The San Francisco-based company The Soap Collective has released its free RPG app aimed at giving players a faster, easier and more convenient way to role-play.

One of the biggest problems with tabletop RPGs is the sheer amount of stuff they require. And I'm not just talking books, miniatures and dice, either. The knowledge it takes to run and even just play a pen-and-paper RPG can be absolutely daunting. Add in finding a space to play and time to get together with people and role-playing can become something of a pain in the butt to actually do.

Enter The Soap Collective.

Founded by Ian Hirschfield and Logan Dwight and based in San Francisco, The Soap Collective recently released a new iOS version of its RPG system Role. Designed specifically to serve as a faster and simpler alternative to other RPGs, the version in the new app version is even further streamlined to make it possible for any group of people to create characters, come up with a setting and start role-playing in a matter of minutes. "[Role] seeks to blend the imagination of games like Dungeons and Dragonswith the simplicity of party games like Apples to Apples," said the company in its press kit.

The app, which is being released for free, comes equipped with tools for character creation, skill management, dice rolling and leveling up. The basic game will also include a collection of pre-made characters and adventures, complete with artwork. Role will also come equipped with a special "Role" button that game masters can press if they find themselves in a narrative jam and would like a random story idea to get things moving. Players who enjoy the Role app can purchase extra character and adventure expansions for 99 cents each.
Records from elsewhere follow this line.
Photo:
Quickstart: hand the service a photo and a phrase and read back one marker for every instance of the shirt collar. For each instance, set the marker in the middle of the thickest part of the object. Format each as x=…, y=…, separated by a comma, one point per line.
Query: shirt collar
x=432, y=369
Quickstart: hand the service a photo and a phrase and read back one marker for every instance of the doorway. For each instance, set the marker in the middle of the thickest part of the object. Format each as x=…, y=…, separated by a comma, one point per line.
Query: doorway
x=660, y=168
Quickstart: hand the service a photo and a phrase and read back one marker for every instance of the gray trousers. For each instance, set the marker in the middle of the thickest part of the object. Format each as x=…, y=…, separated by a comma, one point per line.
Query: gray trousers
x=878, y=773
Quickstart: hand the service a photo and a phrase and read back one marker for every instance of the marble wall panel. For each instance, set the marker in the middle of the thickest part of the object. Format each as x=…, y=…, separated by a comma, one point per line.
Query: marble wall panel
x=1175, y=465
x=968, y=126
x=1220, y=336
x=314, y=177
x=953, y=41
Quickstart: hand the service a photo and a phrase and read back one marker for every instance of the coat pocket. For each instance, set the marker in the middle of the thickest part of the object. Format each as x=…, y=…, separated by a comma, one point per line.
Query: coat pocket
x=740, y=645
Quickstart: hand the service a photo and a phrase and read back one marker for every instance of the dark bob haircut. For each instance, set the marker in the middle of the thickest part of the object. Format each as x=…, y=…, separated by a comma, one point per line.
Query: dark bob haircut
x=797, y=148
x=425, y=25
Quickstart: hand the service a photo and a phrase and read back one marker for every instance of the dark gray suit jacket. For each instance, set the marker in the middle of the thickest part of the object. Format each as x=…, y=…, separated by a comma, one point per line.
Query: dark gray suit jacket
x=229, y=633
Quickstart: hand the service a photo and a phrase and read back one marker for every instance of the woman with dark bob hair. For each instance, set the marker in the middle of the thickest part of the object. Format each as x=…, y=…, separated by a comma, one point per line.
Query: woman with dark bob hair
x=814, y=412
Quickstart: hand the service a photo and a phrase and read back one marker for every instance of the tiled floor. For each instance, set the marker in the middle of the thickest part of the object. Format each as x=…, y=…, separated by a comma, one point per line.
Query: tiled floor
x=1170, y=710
Speaking personally as someone who loves a good role-playing session, Role sounds like a great idea. While some will never warm up to tabletop RPGs, for many the biggest obstacle is that daunting feeling that comes when you realize that the game you're interested in requires an textbook-sized rulebook to play. If Role can remove that obstacle and give new players a user friendly way to take their first steps into the deep waters role-playing, then more power to it.